TOKYO, Oct. 20 – Brazil intends to expand exports to Japan, using the consumption tax hike in Japan as a boost. The strengths of the largest exporter of chicken meat to Japan are affordable prices and stable supply. In an interview with the Japan Agricultural News, Eduardo Saboia. Ambassador of Brazil, explained how the country is going to deal with the challenge while other exporters, including trans-Pacific Partnership Agreement (TPP) member countries, try to slash the tariff rates via trade agreements with Japan.
Focus on chicken export to Japan
Brazil is already a stable source of chicken meat for Japanese consumers, according to Saboia. “Brazilian chicken accounts for 80% of Japan’s total import chicken meat. The country has been successfully preventing an outbreak of a bird flu. We have thorough sanitary management systems installed in our chicken breeding facilities,” he explained. “Being a big country, we can increase feed and chicken production even further.” “This way, we want to meet the demand for chicken in Japan and expand the export.” Its production capacity is higher than the TPP participating countries, he added.
Seeking for win-win relationship with Japan
Japan is currently promoting the TPP, the U.S.-Japan trade agreement, and the Economic Partnership Agreement (EPA) with the European Union (EU) to cut or eliminate tariffs. According to Saboia, Brazil also feels the high need to begin talks with Japan on the tariffs on chicken and other products and on trade agreements. “The agreement should benefit both Brazilian producers and Japanese consumers,” he emphasized.
“We have a keen interest in agricultural export to Japan. Some farmers grow special Japanese tea leaves for consumers in Japan. Agricultural products from Brazil meet the needs of Japan’s food-service industry. Furthermore, our products are different from the agricultural products from the EU countries, which are produced in a manner close to Japan and compete with Japanese agricultural products.”
Rise in imports from Japan is welcome
The ambassador believes there is an opportunity to create a win-win relationship between the two countries. “Many Japanese immigrants and their children live in Brazil, and the Japanese food culture has already taken firm root in Brazil. It’s easy for Japan to boost consumption of Wagyu beef and Japanese sake. We also want Japan to export diary milk products to Brazil,” he said.
Hoping to start bilateral trade talks with Japan
Brazil is a founding member of the South American Common Market (Mercosur), which has reached an agreement with the European Union on a trade deal. It’s also formed trade and economic agreements with several Asian countries and already started discussions with Singapore and South Korea. “Shortly, we want to start talks with Japan on EPA and conclude an agreement that can bring mutual benefits,” he concluded.
About the massive fire outbreak in the Amazon forest, he said that the fires are not reported in the areas controlled by the government, which aims to strengthen the agricultural sector of the country. “It’s a misunderstanding to say that the fires and the destruction of forests are caused by the governmental project that supports large-scale farmers operating in woods.” he said. The government has sent troops to control the blaze, and the number of incidents is decreasing, he continued.
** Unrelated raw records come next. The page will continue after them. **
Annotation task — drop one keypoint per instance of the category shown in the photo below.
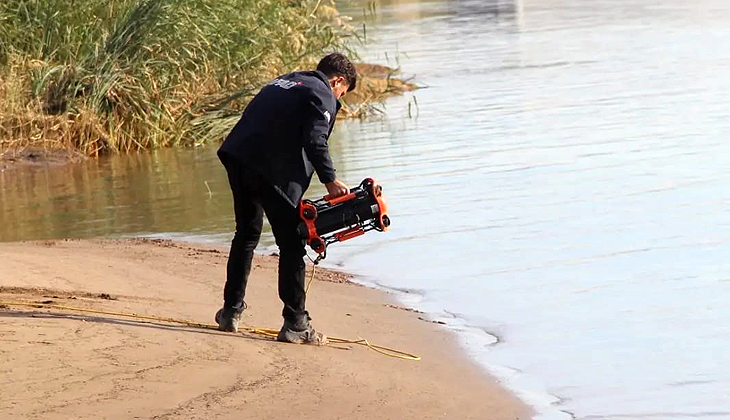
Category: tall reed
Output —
(118, 75)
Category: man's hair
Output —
(336, 64)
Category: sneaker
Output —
(228, 319)
(301, 332)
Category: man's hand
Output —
(336, 189)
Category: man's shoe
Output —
(228, 319)
(301, 332)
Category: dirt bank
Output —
(56, 364)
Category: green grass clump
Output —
(119, 75)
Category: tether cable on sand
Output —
(253, 330)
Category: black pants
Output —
(252, 197)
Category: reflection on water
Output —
(182, 191)
(564, 186)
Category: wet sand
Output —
(58, 365)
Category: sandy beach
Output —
(58, 364)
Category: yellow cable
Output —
(253, 330)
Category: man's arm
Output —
(314, 138)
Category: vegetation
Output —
(119, 75)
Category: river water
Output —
(558, 191)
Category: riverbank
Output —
(62, 365)
(129, 75)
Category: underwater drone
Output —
(325, 221)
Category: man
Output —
(270, 156)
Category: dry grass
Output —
(100, 75)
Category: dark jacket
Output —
(283, 133)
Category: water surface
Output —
(558, 195)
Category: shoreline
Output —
(376, 84)
(115, 361)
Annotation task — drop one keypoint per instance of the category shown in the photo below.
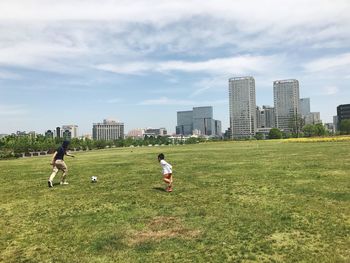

According to him, the fires are caused partly because of the illegal act of logging and burning by small-scale farmers in this extremely dry weather. Brazil has laws that ban such activities in the forests. So, our challenge today is how effectively it can educate small farmers in rural areas the importance of forest laws and environmental protection. Also, it’s essential to crack down on illegal actions.